Linear Bandits on Ellipsoids: Minimax Optimal Algorithms
This work addresses a fundamental challenge in bandit optimization for researchers and practitioners, offering a non-incremental solution with strong theoretical guarantees.
The paper tackles the problem of linear stochastic bandits with an ellipsoidal action set by providing the first minimax optimal algorithm, achieving regret matching a derived lower bound up to a constant factor and demonstrating computational efficiency with time complexity O(dT + d^2 log(T/d) + d^3).

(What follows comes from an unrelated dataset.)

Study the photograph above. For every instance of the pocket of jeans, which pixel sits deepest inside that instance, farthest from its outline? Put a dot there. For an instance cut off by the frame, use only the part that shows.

We consider linear stochastic bandits where the set of actions is an ellipsoid. We provide the first known minimax optimal algorithm for this problem. We first derive a novel information-theoretic lower bound on the regret of any algorithm, which must be at least $Ω(\min(d σ\sqrt{T} + d \|θ\|_{A}, \|θ\|_{A} T))$ where $d$ is the dimension, $T$ the time horizon, $σ^2$ the noise variance, $A$ a matrix defining the set of actions and $θ$ the vector of unknown parameters. We then provide an algorithm whose regret matches this bound to a multiplicative universal constant. The algorithm is non-classical in the sense that it is not optimistic, and it is not a sampling algorithm. The main idea is to combine a novel sequential procedure to estimate $\|θ\|$, followed by an explore-and-commit strategy informed by this estimate. The algorithm is highly computationally efficient, and a run requires only time $O(dT + d^2 \log(T/d) + d^3)$ and memory $O(d^2)$, in contrast with known optimistic algorithms, which are not implementable in polynomial time. We go beyond minimax optimality and show that our algorithm is locally asymptotically minimax optimal, a much stronger notion of optimality. We further provide numerical experiments to illustrate our theoretical findings.